En esta festividad del apóstol Santiago, las lecturas nos acercan a la comunidad primitiva, a los orígenes de la buena noticia de la salvación para todos los hombres. Este relato de los Hechos de los Apóstoles, nos cuenta la fuerza del testimonio que los discípulos, testigos de la vida, muerte y resurrección del Señor tenían en medio de la sociedad judía, de su propio mundo. Nada les retiene, ni la autoridad del Sanedrín, ni del sumo sacerdote. Ellos son testigos de Dios que les urge a predicar y enseñar la buena nueva acaecida en Cristo Jesús, a quien ellos habían llevado a la muerte. Y recriminan a estos sacerdotes que el mismo Dios de nuestros Padres, aquel que predicaba el Señor en su vida terrena, ese le ha resucitado y le ha encumbrado a su diestra, haciéndole jefe y salvador, “para otorgarle a Israel la conversión con el perdón de los pecados”. Esta valentía y arrojo, supuso para nuestro Apóstol Santiago la causa de su muerte, según nos cuenta el relato: “más tarde, el rey Herodes hizo pasar a cuchillo a Santiago, hermano de Juan”. Nada podía contener el impulso evangelizador de los primeros apóstoles. Sentían la presencia del Señor y su fuerza con ellos que les urgía a anunciar la salvación a todas las gentes. El envío del Señor, “id y predicad el evangelio” lo habían encarnado de tal forma en sus vidas que eran viva Palabra del resucitado. Dios les envía a enseñar y predicar, y ninguna autoridad puede impedir ese impulso superior. Cuando Dios te llama te cambia la vida, te la colorea de sentido, te llena hasta la última rendija de tu historia, te lanza a ser la voz de su voluntad. .

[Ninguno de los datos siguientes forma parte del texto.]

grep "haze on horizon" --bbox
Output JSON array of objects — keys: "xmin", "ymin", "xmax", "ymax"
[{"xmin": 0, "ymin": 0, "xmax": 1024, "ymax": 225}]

Somos vasijas de barro que rebosan el Espíritu de Dios para dar vida a los hombres

Esa es también la experiencia de Pablo que les transmite a los discípulos de Corinto. La fuerza del ministerio de Pablo a cerca del Señor resucitado, es de Dios, y no proviene de nosotros. Reconoce la fuerza de su predicación en el mensaje que él trasmite, y no por sus palabras o sus acciones. “Llevamos en el cuerpo la muerte de Jesús, para que también la vida de Jesús se manifieste en nuestro cuerpo”. Pablo quiere significar el contraste de muerte-vida resucitada en su propia experiencia vital. Todo lo que Pablo es, es reflejo y mensaje del resucitado que le hizo testigo y apóstol de la salvación. Su fe en Jesús es el motor de su testimonio y el sentido de su vivir. Pues “quien resucitó al Señor Jesús, también con Jesús nos resucitará y nos hará estar con vosotros”. Y todo para que se manifieste la gloria de Dios y la donación de su gracia. Es decir, la salvación gratuita y la vida santificada del hombre, gracias a la filiación que Jesús nos consigue del Padre. Una vocación de santidad a la que todos estamos llamados como discípulos y seguidores de Jesús, que hemos recibido su gracia salvífica. A pesar de nuestra fragilidad, como en el canto de María, y con su misma humildad, Dios obra prodigios por nosotros.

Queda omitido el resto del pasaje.